The introduction of Revenue Procedure 2002-22 has arguably had the most significant impact on the 1031 Exchange industry since the Tax Reform Act of 1986.  It provided taxpayers with an additional replacement property option that had not existed before — fractional or co-ownership of real estate (CORE) — and is partially responsible for the explosive growth in the volume of 1031 Exchange transactions between 2002 and 2007.

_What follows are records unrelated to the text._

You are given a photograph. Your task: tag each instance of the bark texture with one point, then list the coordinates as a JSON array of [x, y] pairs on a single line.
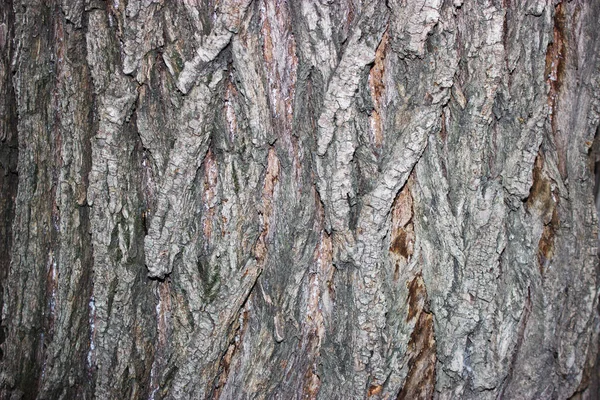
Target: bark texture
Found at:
[[252, 199]]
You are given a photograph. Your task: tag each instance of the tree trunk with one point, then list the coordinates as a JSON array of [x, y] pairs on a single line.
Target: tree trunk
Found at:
[[292, 199]]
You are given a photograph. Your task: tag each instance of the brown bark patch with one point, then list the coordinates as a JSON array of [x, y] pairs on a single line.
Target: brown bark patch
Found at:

However, after The Great Recession of 2005 to 2009, lenders are very hesitant to lend under a TIC investment property structure, so investors often must look to the Delaware Statutory Trust. 

Delaware Statutory Trusts (DSTs) Guidelines Introduced by the IRS

Revenue Ruling 2004-86 was issued by the Treasury Department paving the way for a whole new way for investors to invest in fractional or co-ownership interests in real property.  Revenue Ruling 2004-86 now permitted Delaware Statutory Trusts or DSTs to qualify as real estate and therefore as a replacement property solution for 1031 Exchange transactions.  Investors could acquire a fractional or percentage interest in the Delaware Statutory Trust as a beneficiary in the DST. 

The end result is very similar to the TIC investment property but in a different legal wrapper, which will have its own nuances to be considered. 

1031 Exchanges Can Be Combined with 121 Exclusion

Revenue Procedure 2005-14 was issued on January 27, 2005.  Revenue Procedure 2005-14 made it possible for taxpayers to use the tax-deferral mechanism of the 1031 Exchange on the sale of their primary residence, if done in conjunction with the specific strategy delineated under the Revenue Procedure 2005-14. 

Taxpayers who have a highly appreciated primary residence (home) with a capital gain that is far in excess of the $250,000/$500,000 tax exclusion provided by Section 121 of the Tax Code, can move out of the property, convert it into rental property, then after a sufficient holding period sell the property and qualify for both the 121 Exclusion and the 1031 Exchange provided the requirements are met.